Perhaps unsurprisingly, millennials frequently struggle to find good jobs that engage them. Millennials “have the highest rates of unemployment and underemployment in the U.S. and only 29 percent of employed millennials are engaged at work,” researchers noted.
Employers should recognize that while millennials are a diverse group, they have common characteristics that shape what kind of employees they’re likely to be.
More so than their parents and older siblings, millennials lack attachments. They may not feel close ties to their jobs, despite employers’ best efforts. Only about 29 percent of Millennials in the work force are engaged in their jobs, the research found.
This generation is even more hesitant to embrace brands, and as consumers they are also best described as disengaged. They also are less interested in setting down roots in communities or identifying with specific institutions. At the same time, they are highly connected with the world around them through digital communications. According to Gallup, 91 percent of Millennials own smart phones, and 71 percent say the Internet is their main source for news and information.

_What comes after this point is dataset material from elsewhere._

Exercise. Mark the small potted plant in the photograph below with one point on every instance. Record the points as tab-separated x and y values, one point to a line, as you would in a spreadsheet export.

Gallups’s research shows millennials:
1) Reject tradition and precedent as justification for worksite processes;
2) “Want to be free of performance management standards,” and expect employers to adapt accordingly;
3) Expect managers “to care about them as an employee and as a person.”
4) “Believe life and work should be worthwhile and have meaning.” Nearly nine out of 10 prioritize career growth opportunities and professional development.
5) Expect to understand how they fit in with their jobs, teams and companies. “They look for work that fuels their sense of purpose and makes them feel important,” Gallup noted.
Gallup’s research suggests that millennials view certain institutions differently than their predecessors do, and those views have shaped their decisions to engage — or not to engage — with those institutions. And the work-site is one of those institutions.